Scheduled for the next day, my presentation in the theater was on my mind. How would guests receive it? The title of my talk was “The role of chaos in success when paired with opportunity and a heavy dose of glamour.” Glamour, as when, after the 1989 San Francisco earthquake rattled all the vodka bottles in my restaurant, Stars, Elizabeth Taylor quoted her famous saying to me: “When the going gets tough, pour yourself a cocktail, put on your lipstick, and get on with it.” Which is what I did, I told the audience, “Without the lipstick. I sold the Stars group to a Singaporean Chinese collector and moved to New York.”
We were headed for two different islands in the Seychelles: Praslin and Mahé. The biggest concern, decided over more champagne with our group, was which one had the best beaches. After hearing the brilliant lectures on each of the islands, we decided to try the Cote d’Or of the former (which is often voted “most beautiful beach in the world”), but we had higher hopes for the huge and very long beaches of the latter, Mahé.
The ship’s concierge told us three places to go, in order of preference. First, The H Resort, then just down the beach from there, The Savoy and The Coral. A taxi took us on a thrilling, winding ride across the high ridge running through the center of Mahé, up to the grand entrance of the H. A majestic staircase took us to the reception.

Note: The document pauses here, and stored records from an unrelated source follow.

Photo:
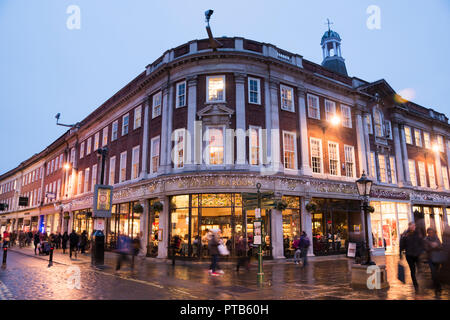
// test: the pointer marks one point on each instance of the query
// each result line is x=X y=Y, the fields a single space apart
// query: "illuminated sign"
x=102 y=201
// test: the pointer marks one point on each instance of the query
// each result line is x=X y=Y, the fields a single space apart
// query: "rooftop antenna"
x=76 y=125
x=213 y=43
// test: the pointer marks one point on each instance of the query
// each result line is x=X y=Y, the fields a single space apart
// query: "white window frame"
x=125 y=126
x=208 y=160
x=137 y=119
x=258 y=81
x=311 y=97
x=178 y=95
x=294 y=139
x=417 y=134
x=350 y=150
x=328 y=104
x=311 y=139
x=412 y=172
x=154 y=105
x=152 y=154
x=112 y=170
x=123 y=167
x=338 y=166
x=224 y=88
x=346 y=121
x=105 y=136
x=406 y=136
x=134 y=161
x=291 y=90
x=250 y=145
x=115 y=130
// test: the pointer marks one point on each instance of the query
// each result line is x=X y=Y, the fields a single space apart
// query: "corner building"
x=198 y=128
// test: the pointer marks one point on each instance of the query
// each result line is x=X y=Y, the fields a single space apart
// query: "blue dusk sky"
x=46 y=68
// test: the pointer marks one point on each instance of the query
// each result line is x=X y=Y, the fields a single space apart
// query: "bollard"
x=50 y=259
x=5 y=254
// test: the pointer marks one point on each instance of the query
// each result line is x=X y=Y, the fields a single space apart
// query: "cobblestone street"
x=27 y=276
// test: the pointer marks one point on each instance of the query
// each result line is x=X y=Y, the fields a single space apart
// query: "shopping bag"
x=401 y=272
x=223 y=250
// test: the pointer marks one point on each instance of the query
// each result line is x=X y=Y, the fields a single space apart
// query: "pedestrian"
x=123 y=249
x=412 y=243
x=213 y=244
x=434 y=251
x=303 y=245
x=83 y=242
x=64 y=240
x=74 y=238
x=243 y=259
x=37 y=241
x=297 y=253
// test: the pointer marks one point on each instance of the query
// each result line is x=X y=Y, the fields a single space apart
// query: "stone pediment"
x=215 y=114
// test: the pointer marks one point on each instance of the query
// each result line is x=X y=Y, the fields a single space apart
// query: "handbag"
x=401 y=272
x=223 y=250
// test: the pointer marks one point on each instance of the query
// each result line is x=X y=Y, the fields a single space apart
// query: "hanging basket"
x=157 y=206
x=312 y=207
x=281 y=205
x=138 y=208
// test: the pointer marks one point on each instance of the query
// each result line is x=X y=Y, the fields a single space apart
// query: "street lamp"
x=364 y=185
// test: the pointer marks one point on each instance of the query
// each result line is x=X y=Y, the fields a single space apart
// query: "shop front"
x=193 y=216
x=388 y=221
x=335 y=222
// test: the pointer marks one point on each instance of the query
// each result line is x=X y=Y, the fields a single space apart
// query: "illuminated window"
x=255 y=145
x=316 y=155
x=382 y=166
x=216 y=145
x=408 y=137
x=412 y=172
x=427 y=140
x=137 y=117
x=123 y=167
x=289 y=148
x=135 y=163
x=333 y=155
x=254 y=91
x=346 y=116
x=349 y=161
x=155 y=154
x=330 y=109
x=432 y=176
x=215 y=88
x=313 y=107
x=422 y=174
x=156 y=109
x=287 y=98
x=418 y=137
x=181 y=94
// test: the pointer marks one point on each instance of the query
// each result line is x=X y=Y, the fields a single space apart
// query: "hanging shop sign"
x=102 y=201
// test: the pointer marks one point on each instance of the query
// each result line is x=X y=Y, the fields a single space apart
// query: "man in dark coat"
x=73 y=242
x=412 y=243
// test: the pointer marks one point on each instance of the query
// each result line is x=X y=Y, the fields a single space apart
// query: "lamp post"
x=364 y=185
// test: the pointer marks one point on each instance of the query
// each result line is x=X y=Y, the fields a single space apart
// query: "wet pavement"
x=27 y=276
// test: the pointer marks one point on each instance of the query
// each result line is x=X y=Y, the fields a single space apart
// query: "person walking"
x=434 y=251
x=412 y=243
x=241 y=249
x=64 y=239
x=36 y=242
x=303 y=245
x=74 y=238
x=213 y=244
x=297 y=253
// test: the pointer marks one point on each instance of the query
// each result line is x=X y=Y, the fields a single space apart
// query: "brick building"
x=198 y=128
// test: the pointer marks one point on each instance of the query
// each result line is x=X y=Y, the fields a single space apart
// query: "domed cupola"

We asked to purchase a day pass to the pool and restaurants, after a quick back and forth by the people at the desk we were (though well dressed) told they were full. After a 15-minute walk down the white sand beach, we found not only the Savoy but the Australians and the British from the ship.
Never has a first pool plunge felt so good. Nor has a very cold double gin and tonic, enjoyed while lying under a vast white umbrella on a pool chaise. Nor a lunch with friends, savored at the resort’s Gecko Bar facing the beach and swept by cooling breezes.
Two days at sea followed, as we journeyed towards Dar es Salaam – a place that I thought had to be one of the most exotic places in the world, ever since learning about the destination when at school in England. Before the ship arrived in Dar, I had an appointment in the theater with the ship’s Cruise Director, and Silverseas’s guests. He was to ask me questions and then I was to sign copies of my latest book, Start the Fire. I was a bit nervous about how a somewhat conservative audience would like my culinary memoirs – my first-hand account of “How I Began a Food Revolution in America.” I told them that the final line in the book is my summary of it and a famous Russian saying: “He lies like an eyewitness.” They loved it.
“As it must have been way back then, but was now more,” Paul Theroux said in his book on travels in Africa, Dark Star Safari. The view from the ship at dock at six in the morning was not so terrifying as some of his descriptions. But make it we did to the Swiss counter and were soon in our own little pods in the airplane on our eight-hour way to Zurich. From there to Los Angeles and in 16 days we had circumnavigated the earth. Most of it in the comfort and style of Silversea.
A world-renowned chef and restauranteur, American-born Jeremiah Tower began his career as the Co-Owner and Executive Chef of Chez Panisse in California in the 1970s. He then opened branches of Stars restaurant in San Francisco, Manila and Singapore, among other locations, plus Peak Café in Hong Kong. Martha Stewart called him “The father of American Cuisine” and the late Anthony Bourdain said that “Tower’s menus made a complete re-evaluation of not just American food and ingredients – but food.” In 2017, a full-length documentary on Tower, The Last Magnificent, was produced by Bourdain for CNN.